2020年3月18日。文藝春秋が発売した3月26日号「週刊文春」。これまで数々の政治スキャンダルや政治家あるいは芸能人の不倫スキャンダルを次々と暴き、近年、文春砲という言葉まで生み出してきた雑誌だ。時にその取材スタイル、あるいは世へ問い方などから「文春はやり過ぎだ」という批判も出ていた。

 

 

弩級の衝撃だった近畿財務局職員の手記

そんな週刊文春が2年半ぶりに完売し、書店から週刊文春が消えた。完売した理由は3月29日号に掲載された、1つの手記だ。森友問題で自殺した財務省近畿財務局の男性職員(当時、54歳)の遺書「すべて佐川局長の指示です」が全文公開されたのだ。

 

「ぼくの契約相手は国民です」が口癖だった、そんな真面目な公務員がなぜ、自殺という道しか残されていなかったのか。霞ヶ関はもちろんのこと、このブログを読んでいる読者の多くも、文春の記事は目にしたことだろう。涙なしには読めない記事だった。そして、権力が持つ恐ろしさを再確認させられた。

 

社会の公僕であることに誇りを持って仕事をしてきた人間が、国家権力のトップへの忖度を判断基準に行動する上司、それも近畿財務局からすれば、遠く雲の上の存在の見えない上司に振り回され、次第に追い込まれていく。

 

週刊文春の編集長は「この原稿を初めて読んだ時に、震えました」と答えている。
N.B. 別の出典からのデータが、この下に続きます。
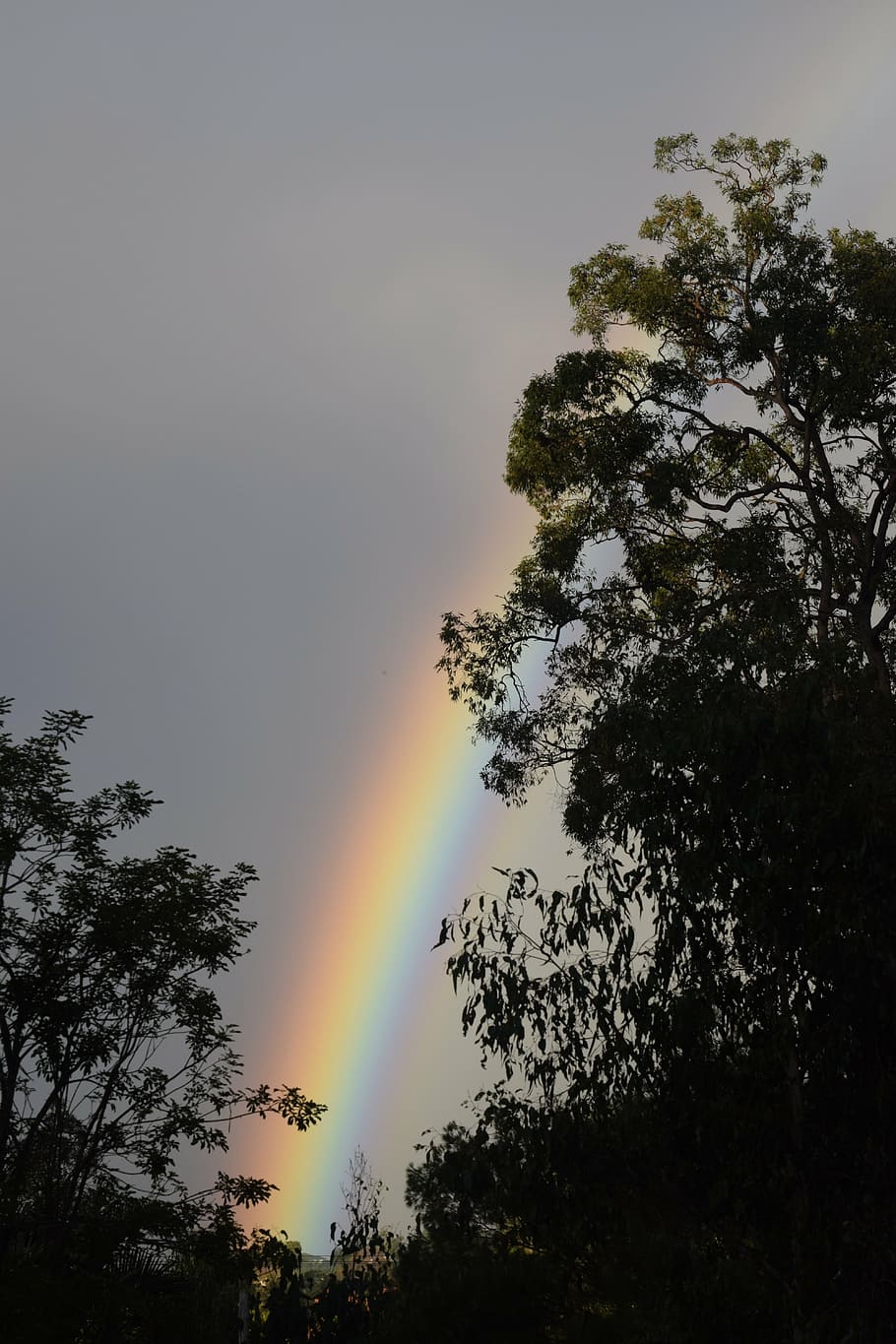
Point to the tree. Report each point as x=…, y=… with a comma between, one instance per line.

百戦錬磨の、これまで数々のスキャンダルと暴き、数々の情報が持ち込まれる編集部にあっても、今回の手記は弩級だったのだ。

 

安倍首相が人には見えなかった

この文春の記事に合わせて、亡くなられた男性職員の妻が、国と改ざんを事実上指示したとされる財務省の佐川元理財局長に1億1000万円余りの損害賠償を求める訴えを大阪地方裁判所に起こしている。

 

今回の提訴について原告側は、「改ざんが誰の指示で行われ、どのようなうその国会答弁が行われたのかを、法廷で当事者に説明させるとともに、保身や忖度による軽率な判断や指示で現場の職員が苦しみ、自殺することが2度とないようにすること」が目的と語っている。

 

この提訴を受けた政府のコメントには、正直、背筋が凍る思いがする。安倍首相は参院総務委員会で「検察ですでに検査を行い、結果が出ていると考えている」と答弁し、麻生氏は記者会見で「手記と調査報告書の内容に大きな乖離があるとは考えていないので、再調査の考えはない」、菅官房長も衆院内閣委員会で「関与した職員には厳正な処分が行われた。適材適所の人事」と答えている。

 

音を立てて政権が壊れ始めている

現時点ではそう答えざるを得ないのかもしれないが、3人は政治家だ。政治家だからこそ、木で鼻を括ったような答えはすべきではないし、もう少し、人の温かさの通ったコメントが出せたはずだ。これが今の安倍政権の正体だ。

 

手記にもあるように、財務省そのものが、今回の自殺問題の根っこは安倍首相そのものにあることは、誰でも知っている。知っていても、それを口にできない。永田町、霞ヶ関に蔓延する忖度の空気の前に足がすくんでしまうからだ。

 

当たり前だが、それが国家権力の怖さだろう。問題は安倍首相以下、自民党のトッップ3から、権力を握ることの謙虚さが見えてこないことだ。今の安倍自民党政権は日本という国をどこへ持っていこうとしているのだろうか。

 

野党はパフォーマンスを厳に慎め

今回の手記を受けて、野党は「森友問題再検証チーム」を発足させ、再調査を求める声が上がっている。

 

野党に気をつけて欲しいことがある。テレビ、なかんずく情報番組やニュース番組へのテレビ映りを気にしたパフォーマンスは徹底的に排除してもらいたい。野党のテレビパフォーマンスは有権者の心を引き離すだけだ。百害あって一理なし。

 

今やるべきは立ち上げた調査チームがパフォーマンスに走ることなく、粛々とタスクに当たること、そして何より亡くなった近畿財務局の職員およびご遺族の気持ちに寄り添うことだ。気持ちに寄り添うことができれば、これを機に目立とうというパフォーマンスにはならないはずだ。そして、それはそのまま、野党への信頼に繋がっていく。

 

森友問題は手記の公表によって、一気に状況が変わった。自民党政権も問われているが、野党もまたその姿勢が問われている。今、国民が求めているのは、真に有権者に寄り添う政治家の真摯な姿だ。